## Benchmarking Perceptron


#### About profiling julia code

- https://thirld.com/blog/2015/05/30/julia-profiling-cheat-sheet/

#### Examples of speeding up code

There is a small number of "tricks" that can be applied to speed up execution time and save memory allocations.

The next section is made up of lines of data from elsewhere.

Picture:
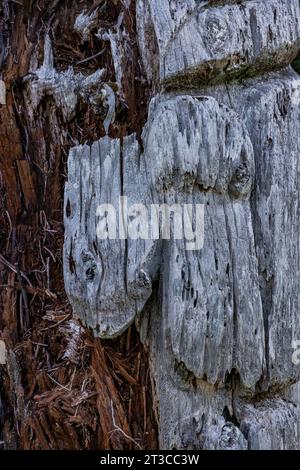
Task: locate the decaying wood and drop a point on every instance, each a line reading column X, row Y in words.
column 222, row 131
column 59, row 385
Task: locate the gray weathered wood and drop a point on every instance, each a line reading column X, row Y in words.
column 219, row 322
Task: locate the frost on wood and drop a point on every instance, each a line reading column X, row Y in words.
column 188, row 41
column 65, row 87
column 219, row 322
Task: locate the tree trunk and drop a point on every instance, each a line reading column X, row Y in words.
column 117, row 332
column 60, row 388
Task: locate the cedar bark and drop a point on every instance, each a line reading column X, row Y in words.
column 60, row 388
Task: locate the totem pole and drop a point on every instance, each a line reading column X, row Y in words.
column 220, row 317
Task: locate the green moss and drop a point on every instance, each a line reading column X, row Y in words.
column 234, row 68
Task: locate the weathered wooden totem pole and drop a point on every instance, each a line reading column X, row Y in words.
column 221, row 317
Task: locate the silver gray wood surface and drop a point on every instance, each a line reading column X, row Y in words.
column 223, row 131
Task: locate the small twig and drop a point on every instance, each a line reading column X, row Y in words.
column 56, row 324
column 12, row 268
column 57, row 383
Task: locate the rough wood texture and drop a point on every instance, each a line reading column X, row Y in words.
column 219, row 322
column 60, row 387
column 184, row 42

This is paramount for enjoying C like speed with julia code.

- https://discourse.julialang.org/t/speed-up-this-code-game/3666

In [1]:
versioninfo()

Julia Version 0.6.0-rc1.0
Commit 6bdb3950bd (2017-05-07 00:00 UTC)
Platform Info:
  OS: macOS (x86_64-apple-darwin13.4.0)
  CPU: Intel(R) Core(TM) i7-4650U CPU @ 1.70GHz
  WORD_SIZE: 64
  BLAS: libopenblas (USE64BITINT DYNAMIC_ARCH NO_AFFINITY Haswell)
  LAPACK: libopenblas64_
  LIBM: libopenlibm
  LLVM: libLLVM-3.9.1 (ORCJIT, haswell)


In [2]:
using MNIST
using BenchmarkTools

In [3]:
source_path = join(push!(split(pwd(),"/")[1:end-1],"source/" ),"/")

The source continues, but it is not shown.